Here in Belize, Oceana continues to advocate for the protection of Belizean resources from the inherent and irrevocable environmental and economic dangers of offshore oil. “Other countries are already successfully transitioning to clean energy solutions,” says Oceana’s Vice President for Belize, Janelle Chanona. “Belize’s national energy plan should not include offshore oil.”
In December 2015, the Government of Belize announced its decision to permanently ban offshore oil activity in a kilometer wide area along the Belize Barrier Reef and within World Heritage Sites; that’s roughly 20% of Belizean waters. That means that if the self-imposed moratorium on offshore oil activity currently in place is ever lifted by the Government, it would expose approximately 80% of the country’s waters to the same types of impacts the Gulf of Mexico is still reeling from six years later. Considering the number of tourists that changed their travel plans because of sargassum, do we dare imagine what will happen to tourism if oil rigs ever replace sailboats on the horizon?

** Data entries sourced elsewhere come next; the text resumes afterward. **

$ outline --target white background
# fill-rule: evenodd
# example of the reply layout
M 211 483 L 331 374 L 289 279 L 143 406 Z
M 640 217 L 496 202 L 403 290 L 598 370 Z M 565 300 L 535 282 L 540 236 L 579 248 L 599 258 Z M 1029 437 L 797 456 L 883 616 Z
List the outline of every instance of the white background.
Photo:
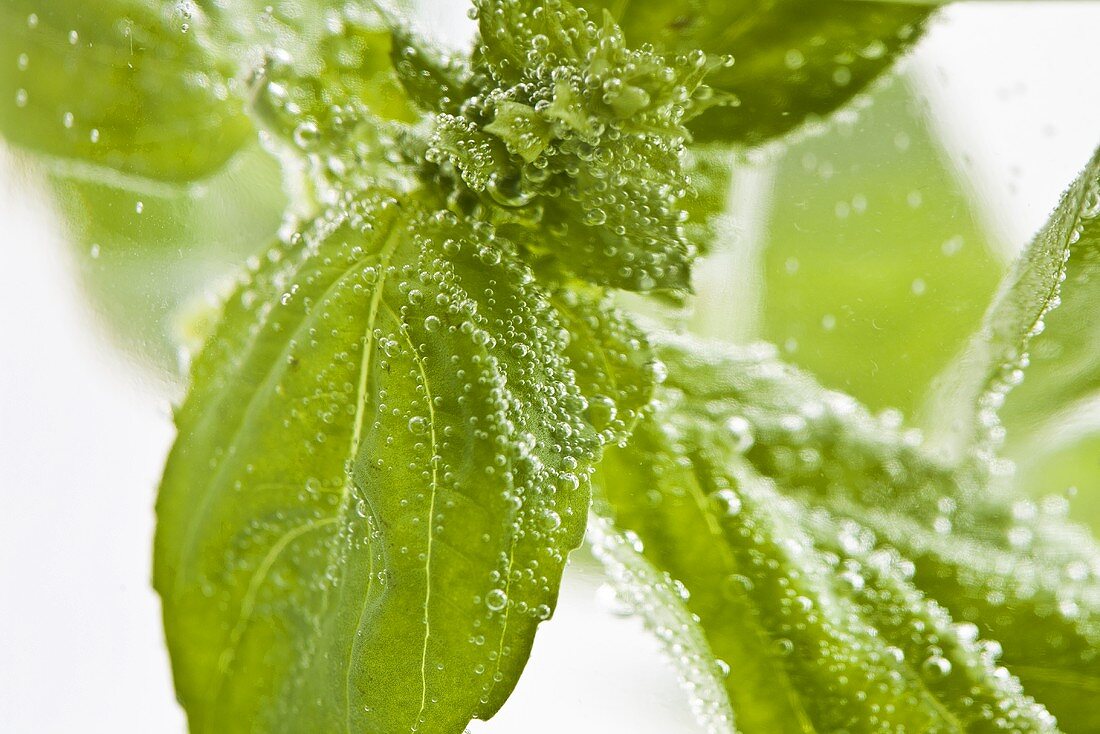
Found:
M 453 35 L 463 13 L 428 19 Z M 1100 143 L 1098 39 L 1100 3 L 979 3 L 949 9 L 910 63 L 1007 250 Z M 109 347 L 38 182 L 2 149 L 0 329 L 0 730 L 182 733 L 148 584 L 169 405 Z M 473 732 L 694 731 L 598 583 L 568 576 L 515 697 Z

Or when oil washes up on the beach?
Every Belizean living at home or abroad shares a deep connection to our extraordinary marine resources. The Belize Barrier Reef is the single entity that unites us all. What we have at sea took thousands of years to form but it’s extremely vulnerable to a wide range of factors. We cannot afford to add to the list of threats. This is not lost on the Belizean public. For a case study of national consciousness of the importance of Belize’s natural resources, we need only look at the results of what is still the only national poll on a development issue, the People’s Referendum, organized by Oceana and other NGOs, which saw participation of 15% of Belizean voters (approximately 30,000). The results were not binding but it is highly indicative of strong sentiment: more than 90% of the participants voted against offshore oil. Those results are a reflection of a Belize cognizant of its dependence on fishing, tourism and the lifesaving powers of the reef every day. Those results are a reflection of our national determination to give our children and grandchildren the quality of life they deserve. Those results are a reflection that this is an economic issue, not just an environmental one.
Those results need to be reflected in law.